Select the Configure tab. Here we can see a list of so called, Agencies, in our environment. Your might have a number of different ones displayed in your environment. In this example we can see a vCLS Agency, which we can ignore. What we’re interested in is each of the vmware-vsc-apiserver ones which represent each of our Supervisor Control VMs.
To identify the correct agency, we need to navigate back to our Supervisor Control VM (the one in a Not Ready state) in the vSphere Client and look in the Notes field. In the Notes field you will see EAM Agency and the specific Agency name for this Supervisor Control VM.
Armed with this information we can navigate back to the vSphere ESX Agent Manager page and select the correct agency. Clicking on the three dots brings up the option to Delete Agency or Resolve All Issues.
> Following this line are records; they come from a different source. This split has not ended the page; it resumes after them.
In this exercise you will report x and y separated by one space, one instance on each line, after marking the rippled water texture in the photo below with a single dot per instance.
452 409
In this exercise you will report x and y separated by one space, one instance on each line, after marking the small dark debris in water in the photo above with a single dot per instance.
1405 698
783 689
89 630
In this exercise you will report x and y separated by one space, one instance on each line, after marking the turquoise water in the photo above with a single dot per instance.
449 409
Select Delete Agency.
This will bring up a prompt to confirm the delete of the agency. Select Yes.
You will see a task that will remove the agency which will in turn delete the respective Supervisor Control VM. Shortly after the VM is deleted a new task will initiate and deploy a new Supervisor Control VM.
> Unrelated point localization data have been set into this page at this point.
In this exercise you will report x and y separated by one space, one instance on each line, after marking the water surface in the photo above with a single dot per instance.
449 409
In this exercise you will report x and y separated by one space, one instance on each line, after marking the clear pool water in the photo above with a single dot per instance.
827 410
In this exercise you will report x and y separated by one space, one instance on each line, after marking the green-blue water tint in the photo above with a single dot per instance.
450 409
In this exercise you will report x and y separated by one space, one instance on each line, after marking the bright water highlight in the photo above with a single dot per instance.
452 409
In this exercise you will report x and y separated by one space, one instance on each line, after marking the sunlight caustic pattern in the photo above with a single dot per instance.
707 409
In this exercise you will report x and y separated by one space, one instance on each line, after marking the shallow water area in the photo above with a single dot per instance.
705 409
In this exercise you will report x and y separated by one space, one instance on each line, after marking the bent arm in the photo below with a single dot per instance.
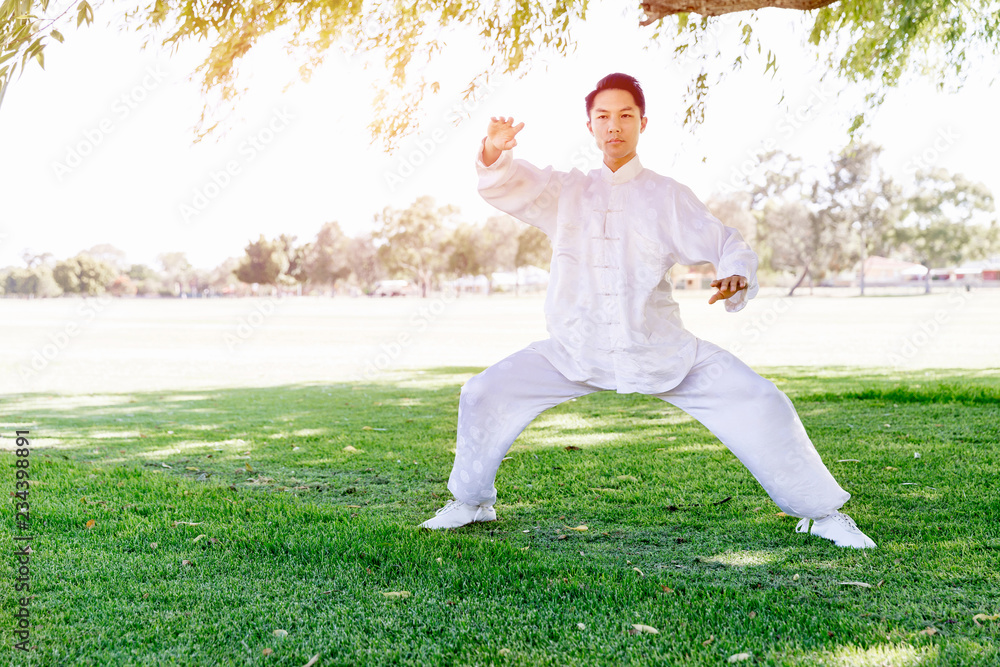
701 237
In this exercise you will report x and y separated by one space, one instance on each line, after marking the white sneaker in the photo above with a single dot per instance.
456 513
839 529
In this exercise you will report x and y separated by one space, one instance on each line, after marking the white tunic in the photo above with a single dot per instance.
609 311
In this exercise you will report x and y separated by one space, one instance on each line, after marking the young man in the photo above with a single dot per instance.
613 325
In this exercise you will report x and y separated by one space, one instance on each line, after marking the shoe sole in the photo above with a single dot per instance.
486 519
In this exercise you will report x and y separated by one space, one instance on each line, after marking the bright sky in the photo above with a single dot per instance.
99 147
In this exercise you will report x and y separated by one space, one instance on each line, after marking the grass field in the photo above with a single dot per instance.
223 518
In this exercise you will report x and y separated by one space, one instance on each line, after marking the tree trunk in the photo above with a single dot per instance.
802 276
657 9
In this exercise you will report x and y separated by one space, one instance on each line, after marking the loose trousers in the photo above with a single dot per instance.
747 413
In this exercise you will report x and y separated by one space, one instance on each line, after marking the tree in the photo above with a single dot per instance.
475 250
177 271
947 219
110 255
294 273
363 259
326 259
83 275
464 250
222 277
145 279
862 197
34 280
795 220
869 42
263 262
412 241
533 249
Back on the Overview page under the Monitor tab of the cluster you should see things start to stabilise and come green.
Over on the CLI using kubectl get nodes we can confirm that all nodes now have a status of Ready.
Be a little patient once a new Supervisor Control Plane VM is deployed. It can take a little bit of time for things to claim down and start reporting Ready.
It’s worth noting that I’m not aware of a correct process to delete / remove a single Supervisor Control Plane VM. If you do use this method you should be prepared to bear responsibility if something goes wrong. That said, I have seen this method referenced internally a number of times without issue.
Ultimately if this was a production environment I can see you wanting to find the root cause of the issue. That may lead you to performing some in-depth troubleshooting on the vCenter, trawling through logs, using the vmon-cli tool to inspect and troubleshoot the WCP Service, using kubectl to check the status of pods, etc.
But hey, this is Kubernetes… we don’t need to debug and troubleshoot. We just just delete and redeploy 🙂
Update: VMware GSS have recently brought to my attention some important information around this method and troubleshooting. Link can be found below
Troubleshooting vSphere with Tanzu (TKGS) Supervisor Control Plane VM’s (90194)
IMPORTANT NOTE: You can manually delete eam agencies from the web client via Menu -> Administration -> vCenter Server Extensions -> vSphere ESX Agent Manager -> Configure. Deleting an EAM agency will DELETE the supervisor control plane VM and a new one will be created. THIS IS NOT A VALID TROUBLESHOOTING METHOD FOR CUSTOMERS. Do not delete eam agencies without the EXPRESS permission of a VMware support engineer. Depending on versions and the existing health of the supervisor cluster it is entirely possible to render the entire cluster un-recoverable. If VMware Support finds evidence of a customer manually deleting an EAM Agency, they may mark your cluster as unsupported and require you redeploy the entire vSphere with Tanzu solution.